I wonder what the typical TV replacement cycle is for an American household. My guess–and it’s nothing more than a guess–is that it’s a good bit longer than 36 months. If APPL jumped into the TV market, could they make the economics work on a longer product cycle? Or are they dependent on needing repeat buyers to help lower their manufacture and R&D costs? Or would they try to lure consumers into replacing their TV sets as often as they do their cell phones?
* How would consumers react to an Apple TV set if it was going to be refreshed and improved annually? Would they take to replacing their TVs more regularly, or would it prompt them to postpone purchase because they’re afraid of missing a key feature set in the next iteration?
* Would their be a secondary market for older Apple TVs, or does shipping large-screen panels make this a less attractive option for secondary buyers?
* Those are the hardware questions. From a “software” perspective, the biggest challenge would seem to be untangling broadcast rights. If the Holy Grail of an Apple TV is making channels and/or individual programs something like apps, which you purchase and then consume as you go (and this is a giant assumption), I can’t see how APPL achieves that without unbundling TV packages.

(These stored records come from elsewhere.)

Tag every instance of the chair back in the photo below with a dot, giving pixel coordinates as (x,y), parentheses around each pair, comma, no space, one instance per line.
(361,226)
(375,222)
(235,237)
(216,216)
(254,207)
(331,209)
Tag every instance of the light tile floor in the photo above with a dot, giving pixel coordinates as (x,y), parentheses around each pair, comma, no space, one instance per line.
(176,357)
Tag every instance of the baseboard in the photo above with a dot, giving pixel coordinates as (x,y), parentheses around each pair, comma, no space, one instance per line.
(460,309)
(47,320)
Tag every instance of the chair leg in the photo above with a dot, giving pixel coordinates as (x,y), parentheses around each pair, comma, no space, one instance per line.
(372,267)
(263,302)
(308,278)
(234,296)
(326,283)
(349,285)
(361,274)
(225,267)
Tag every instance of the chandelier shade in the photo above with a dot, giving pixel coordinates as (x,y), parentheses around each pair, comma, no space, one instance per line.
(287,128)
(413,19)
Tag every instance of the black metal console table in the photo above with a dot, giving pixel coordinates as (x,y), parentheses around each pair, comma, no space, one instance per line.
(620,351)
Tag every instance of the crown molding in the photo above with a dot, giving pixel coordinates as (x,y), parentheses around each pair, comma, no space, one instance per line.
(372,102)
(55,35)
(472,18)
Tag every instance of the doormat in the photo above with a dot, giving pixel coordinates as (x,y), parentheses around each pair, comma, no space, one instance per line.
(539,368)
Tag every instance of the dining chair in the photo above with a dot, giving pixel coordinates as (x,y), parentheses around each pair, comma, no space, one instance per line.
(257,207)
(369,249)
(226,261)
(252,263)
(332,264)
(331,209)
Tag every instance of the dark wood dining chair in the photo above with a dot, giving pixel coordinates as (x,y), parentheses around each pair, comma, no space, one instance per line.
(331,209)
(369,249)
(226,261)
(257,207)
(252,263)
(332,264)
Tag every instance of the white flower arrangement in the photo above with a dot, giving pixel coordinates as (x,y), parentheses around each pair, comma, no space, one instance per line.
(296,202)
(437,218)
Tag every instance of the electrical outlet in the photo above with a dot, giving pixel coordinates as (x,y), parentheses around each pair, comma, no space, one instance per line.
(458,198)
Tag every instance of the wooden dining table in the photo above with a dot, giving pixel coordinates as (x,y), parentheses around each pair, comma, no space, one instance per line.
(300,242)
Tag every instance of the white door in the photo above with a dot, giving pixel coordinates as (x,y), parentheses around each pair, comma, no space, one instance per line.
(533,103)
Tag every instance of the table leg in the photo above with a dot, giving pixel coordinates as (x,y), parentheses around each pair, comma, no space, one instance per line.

* A la carte channel subscriptions have been The Dream for a long, long time. But instead of moving toward an a la carte system over the years, we’ve actually moved further away from it. Sure, you’d rather only get the 30 channels you really want from Comcast–even if you had to pay almost the same amount you’re now paying for 500 channels that you don’t want. But from Comcast’s perspective (and the perspective of the media companies which own all of those channels) they’d much rather force you to buy the bundle. Their entire business model is based on bundling–forcing you to buy the little-watched networks if you’re going to get the most-watched networks–because it gives them more platforms and space for advertising. Time-Warner, Disney, Viacom, et al, know their business. It’s not clear what APPL could possibly offer them to make them begin to abandon it in favor of a model which would primarily benefit APPL.
* And if an Apple TV didn’t break up the bundling model, then what could it really offer consumers that the Apple set-top box doesn’t already give them? A better UI? TIVO on steroids? A TV panel that does Facetime? I’m not sure how much value there is to be added if the underlying economic systems of cable and advertising stay in place. In a strange way, the xBox is basically doing all of this stuff already. APPL could almost certainly do it better. But they don’t really need to actually be selling the panel if that’s the scope of their ambition.
Like I said, I’d be really interested in smart thoughts about this.